Network and security administrators sometimes evoke images of the Little Dutch Boy from Hans Brinker who stuck his finger in the dike to plug a leak, except for network and security administrators every time they plug one leak a new one springs up. They implement file attachment filters and antivirus scanning on the corporate email servers only to have users access web-based email like Hotmail and sidestep the security. Every time administrators think they have the network locked down some other method of entry pops up- instant messaging, wireless devices, USB hard drives, etc..
Some of these things can be eliminated through firewall or content filtering rules to deny users access to sites that pose a potential security risk. Other things are harder to control except through strict policies and procedures specifically prohibiting certain actions or technologies from the company network and then monitoring and policing to enforce compliance.

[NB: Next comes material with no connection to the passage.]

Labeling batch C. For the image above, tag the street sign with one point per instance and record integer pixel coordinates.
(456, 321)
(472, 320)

Many companies have already addressed the issue of wireless device security. Initially many companies and individuals jumped onto the wireless networking bandwagon for the convenience of being able to wander un-tethered by network cables or being able to deploy more workstations without having to run network wiring through the walls and ceiling. However, many of those wireless networks used no security whatsoever and the ones that did used WEP encryption which proved to be barely better than having no security. This is still a serious problem for many wireless networks, but wireless security has improved drastically.
Douglas Schweitzer, author of Incident Response and columnist for Processor.com, says “There's no denying that wireless networks can help to increase worker productivity and often produces a considerable ROI for organizations with large, mobile workforces. However, it is important to note that there are significant risks involved from any unprotected wireless network. To mitigate these risks, organizations interested in deploying wireless networks should consider a defense-in-depth (layered approach) to security that involves both procedural and physical components such as policies and intrusion detection/prevention. Used in conjunction with firewall and anti-virus, network security administrators can successfully lock down their wireless networks.”
So, now we come to the administrator with all 10 fingers already occupied plugging different holes in the dike: malware, spam, denial-of-service attacks, USB devices, web-based email, etc. and thinking that the network is relatively secure and along comes remote access.
Whether it’s a business partner that needs remote access to the company network in order to facilitate work or company employees or executives that need to access the company network from their home computers in order to remain productive during “off” hours, remote access can create a number of security risks for your otherwise secure network.